Rip stole our heart immediately when we saw him! He is now a 130-pound ham who loves every living animal he comes into contact with. He is amazing with children and elderly humans. He is ever so gentle around them to ensure he doesn’t knock them down.
Both my spouse and I have worked in veterinary medicine and animal research our entire careers. Animal research has a bigger impact on animal health than most people understand. When I speak to friends and family about my career in research, I also educate them on how research impacts their beloved pets as well. There are great animal vaccines and medications that can prolong life and most importantly prevent some animals from illnesses that once could never be treated and resulted in death.

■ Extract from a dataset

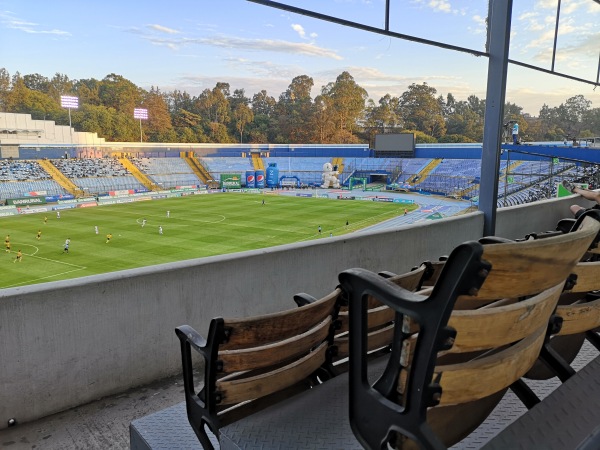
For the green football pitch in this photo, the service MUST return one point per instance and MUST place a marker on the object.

Through astounding research and medical advancements, we made the decision to wait to neuter Rip until he was 2 years old. Our contract with the breeder prevented him from being neutered before 12 months old to decrease the chances of any bone disorders, but after talking to several veterinarians and doing our research, we decided to wait even longer. A research veterinarian sent us a new study that showed neutering giant breed males any time prior to 18 months of age is associated with a significant increase (between 23% and 25%) in at least one joint disorder, including canine bone cancer (osteosarcoma). We then contacted the breeder to discuss this new research and she agreed to let us push his neuter to 2 years of age. Thank you, animal research!!!

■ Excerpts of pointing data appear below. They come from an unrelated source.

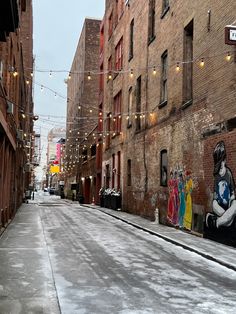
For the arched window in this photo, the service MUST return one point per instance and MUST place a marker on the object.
(163, 167)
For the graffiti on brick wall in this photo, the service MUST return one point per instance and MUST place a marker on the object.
(180, 186)
(223, 212)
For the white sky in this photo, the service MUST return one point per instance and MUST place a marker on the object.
(57, 28)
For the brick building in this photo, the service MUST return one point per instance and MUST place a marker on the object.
(82, 114)
(170, 100)
(16, 105)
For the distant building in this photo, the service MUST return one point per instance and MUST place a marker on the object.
(55, 155)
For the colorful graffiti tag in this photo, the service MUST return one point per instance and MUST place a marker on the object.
(221, 222)
(179, 211)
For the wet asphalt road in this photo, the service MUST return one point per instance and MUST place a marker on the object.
(61, 258)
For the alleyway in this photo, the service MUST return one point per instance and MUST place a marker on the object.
(58, 257)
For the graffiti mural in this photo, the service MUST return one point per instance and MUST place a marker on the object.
(179, 213)
(221, 222)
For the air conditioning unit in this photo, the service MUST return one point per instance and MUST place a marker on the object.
(20, 135)
(10, 107)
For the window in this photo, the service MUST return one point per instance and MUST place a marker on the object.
(93, 150)
(109, 66)
(130, 100)
(188, 65)
(151, 20)
(118, 170)
(113, 172)
(110, 25)
(119, 55)
(117, 113)
(108, 129)
(100, 121)
(163, 164)
(102, 40)
(107, 177)
(138, 104)
(131, 40)
(165, 7)
(85, 155)
(129, 172)
(164, 68)
(119, 10)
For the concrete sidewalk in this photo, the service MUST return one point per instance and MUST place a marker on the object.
(217, 252)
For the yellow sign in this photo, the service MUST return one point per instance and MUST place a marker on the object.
(54, 169)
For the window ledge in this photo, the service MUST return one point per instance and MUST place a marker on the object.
(165, 11)
(162, 104)
(151, 39)
(186, 104)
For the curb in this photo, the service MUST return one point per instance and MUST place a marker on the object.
(170, 240)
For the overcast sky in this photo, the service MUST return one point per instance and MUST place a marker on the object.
(57, 28)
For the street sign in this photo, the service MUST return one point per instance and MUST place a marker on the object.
(230, 35)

A few months past Rip’s neuter we started to notice a rash on his face, almost like puppy acne. We took him to the vet and treated him with some chlorhexidine wipes and an antibiotic. Still no improvement, so we tried the next step, exploring food allergies. We started Rip on a hydrolyzed protein diet and within a few weeks we saw this rash start clearing up. His paws were no longer red and itchy, and he was a happy pup. Without research on dog allergies and this food being produced, Rip would still be struggling with his allergies. Research wins again!

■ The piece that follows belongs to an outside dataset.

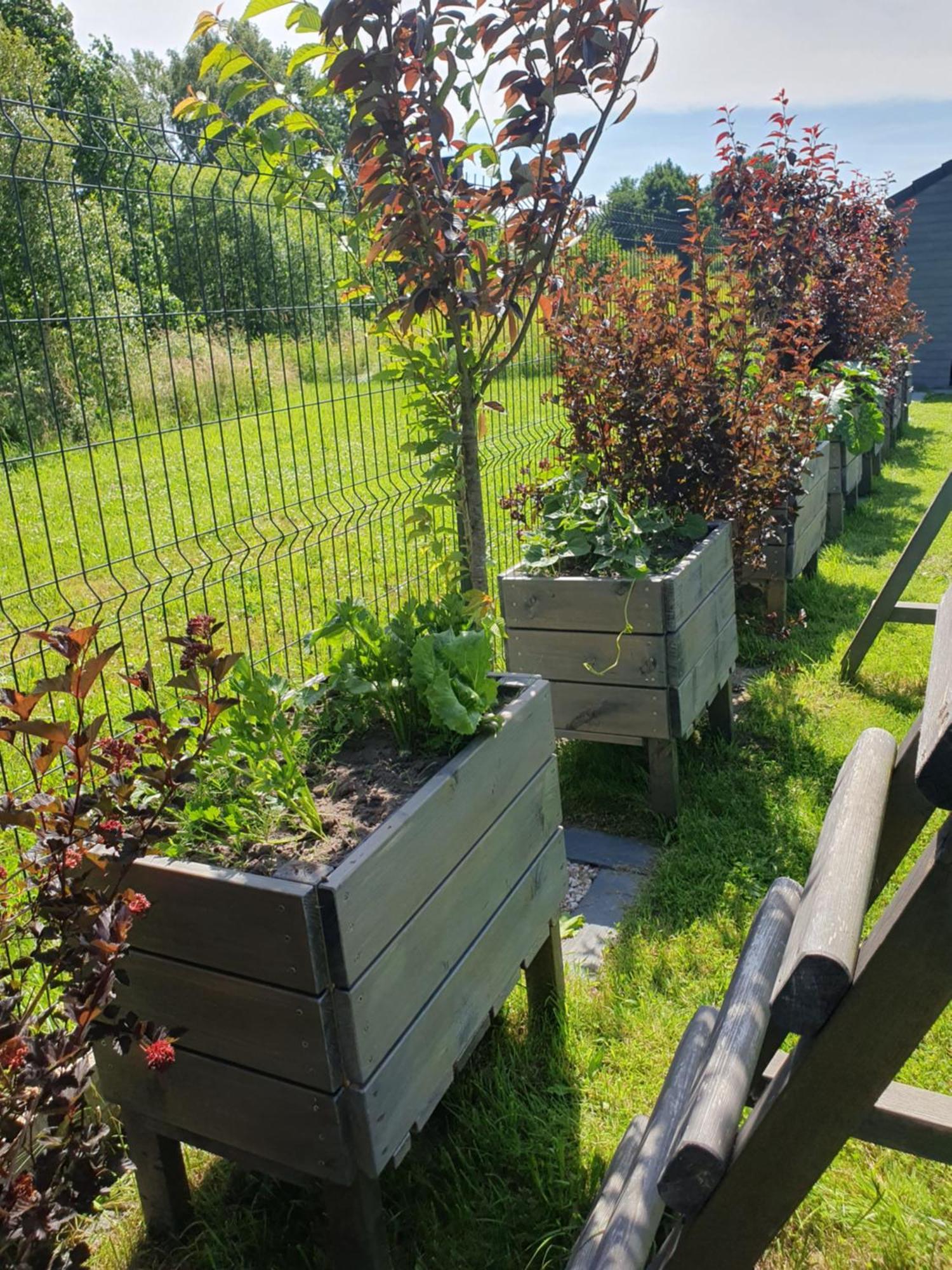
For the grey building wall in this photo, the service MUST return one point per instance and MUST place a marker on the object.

Rip goes everywhere we go, including baseball games, camping, nursing homes, road trips to visit family and so much more. Rip’s favorite sayings are “let’s go, bye-bye” and well, of course, “dinner time.” At night, he loves to cuddle and sometimes even jumps in a recliner with us. If you say, “Rip, I love you,” he will say it right back to you in puppy lingo. He was also last year’s contestant winner in a dog beauty pageant close to home. He is ridiculously cute, and he knows it — he even uses it to his advantage. Rip and his owners are beyond grateful to animal research, to which we owe the utmost thanks for providing us with the advancements to give Rip the happy, healthy life he deserves!